Het klimaat verandert, de omgeving verandert. Verandert het waterschap mee?
De klimaatrobuuste inrichting van stad en platteland is een enorme opgave. Die wordt nog vergroot omdat er tegelijkertijd een transitie nodig is in de landbouw en er veel extra woningen moeten worden gerealiseerd. Waterbeheerders omarmen bij deze opgave het concept ‘water als ordenend principe’. Maar hoe geef je dat concreet vorm?
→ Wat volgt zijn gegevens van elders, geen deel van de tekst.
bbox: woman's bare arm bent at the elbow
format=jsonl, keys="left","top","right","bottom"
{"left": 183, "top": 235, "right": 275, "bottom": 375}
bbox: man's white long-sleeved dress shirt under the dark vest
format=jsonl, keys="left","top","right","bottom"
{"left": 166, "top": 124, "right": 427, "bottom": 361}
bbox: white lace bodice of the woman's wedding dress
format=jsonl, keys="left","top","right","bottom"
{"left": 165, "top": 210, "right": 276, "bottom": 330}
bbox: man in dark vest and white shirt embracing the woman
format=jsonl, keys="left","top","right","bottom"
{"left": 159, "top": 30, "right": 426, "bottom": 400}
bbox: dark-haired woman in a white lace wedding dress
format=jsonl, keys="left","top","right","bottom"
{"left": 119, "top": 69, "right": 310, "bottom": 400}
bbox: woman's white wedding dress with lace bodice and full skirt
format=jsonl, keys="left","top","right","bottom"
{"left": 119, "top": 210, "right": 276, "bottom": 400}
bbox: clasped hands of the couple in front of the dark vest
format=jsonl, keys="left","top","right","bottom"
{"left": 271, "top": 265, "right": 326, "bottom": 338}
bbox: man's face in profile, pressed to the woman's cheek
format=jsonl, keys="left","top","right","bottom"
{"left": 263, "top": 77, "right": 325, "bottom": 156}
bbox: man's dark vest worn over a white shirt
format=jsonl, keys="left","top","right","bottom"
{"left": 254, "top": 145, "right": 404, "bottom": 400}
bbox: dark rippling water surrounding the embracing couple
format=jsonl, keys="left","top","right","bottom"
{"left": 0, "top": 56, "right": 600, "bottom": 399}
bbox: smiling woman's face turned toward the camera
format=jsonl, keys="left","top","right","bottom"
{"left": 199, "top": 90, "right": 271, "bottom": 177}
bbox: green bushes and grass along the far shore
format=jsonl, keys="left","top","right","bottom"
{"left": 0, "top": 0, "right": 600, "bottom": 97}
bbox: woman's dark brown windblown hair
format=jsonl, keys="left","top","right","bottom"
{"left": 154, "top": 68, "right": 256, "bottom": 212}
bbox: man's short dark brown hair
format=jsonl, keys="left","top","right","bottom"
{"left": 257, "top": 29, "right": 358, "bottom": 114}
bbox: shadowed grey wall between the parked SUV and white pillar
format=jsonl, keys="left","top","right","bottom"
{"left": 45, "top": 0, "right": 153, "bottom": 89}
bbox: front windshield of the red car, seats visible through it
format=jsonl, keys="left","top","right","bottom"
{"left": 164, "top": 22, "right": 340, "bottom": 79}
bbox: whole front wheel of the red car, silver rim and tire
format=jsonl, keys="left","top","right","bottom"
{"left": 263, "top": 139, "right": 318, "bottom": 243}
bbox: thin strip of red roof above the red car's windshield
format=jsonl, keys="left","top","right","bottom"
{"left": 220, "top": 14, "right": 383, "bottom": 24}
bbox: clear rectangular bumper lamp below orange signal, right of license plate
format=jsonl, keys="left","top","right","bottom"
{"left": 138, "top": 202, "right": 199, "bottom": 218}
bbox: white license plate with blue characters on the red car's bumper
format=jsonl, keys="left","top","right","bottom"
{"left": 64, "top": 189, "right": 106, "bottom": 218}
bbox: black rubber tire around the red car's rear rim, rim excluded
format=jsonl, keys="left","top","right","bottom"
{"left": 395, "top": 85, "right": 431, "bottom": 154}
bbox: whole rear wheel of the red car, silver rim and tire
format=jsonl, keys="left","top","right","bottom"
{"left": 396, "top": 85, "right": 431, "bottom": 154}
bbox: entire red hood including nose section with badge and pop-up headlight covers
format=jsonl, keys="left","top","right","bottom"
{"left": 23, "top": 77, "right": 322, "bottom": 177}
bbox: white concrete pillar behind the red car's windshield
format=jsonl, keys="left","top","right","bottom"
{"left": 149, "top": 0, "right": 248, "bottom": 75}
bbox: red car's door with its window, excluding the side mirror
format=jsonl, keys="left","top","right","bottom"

Onder leiding van Roel Bronda van Hoogheemraadschap de Stichtse Rijnlanden, tevens voorzitter van de STOWA commissie Waterlast, gingen de deelnemers in deze sessie op zoek naar antwoorden.
Bert Palsma (Programmamanager Waterketen) en Michelle Talsma (Programmamanager Watersystemen) gaven in deze sessie eerst gezamenlijk een toelichting op hun werk. Juist om te benadrukken dat het waterbeheer steeds integraler wordt en de onderzoeksprogramma’s van STOWA in- en extern om steeds meer samenwerking en verschillende disciplines vragen. Daarna lichtte Robert de Lenne van Waterschap Vechtstromen aan de hand van de praatplaat klimaatbestendig beeldallandschap toe wat de uitdagingen zijn in hoog Nederland en wat er gebeurt om meer klimaatbestendig te worden. Zo worden agrariërs gestimuleerd beter water vast te houden. Enkele aanwezigen vroegen zich na zijn toelichting af: is het niet hoog tijd om het motto ‘peil volgt functie’ te verruilen voor ‘functie volgt peil’? Wellicht, maar waterschappen zijn niet in de positie om de keuzes voor functieverandering te maken, wel om kennis te leveren die bijdraagt aan een klimaatrobuuste inrichting van de hogere zangronden.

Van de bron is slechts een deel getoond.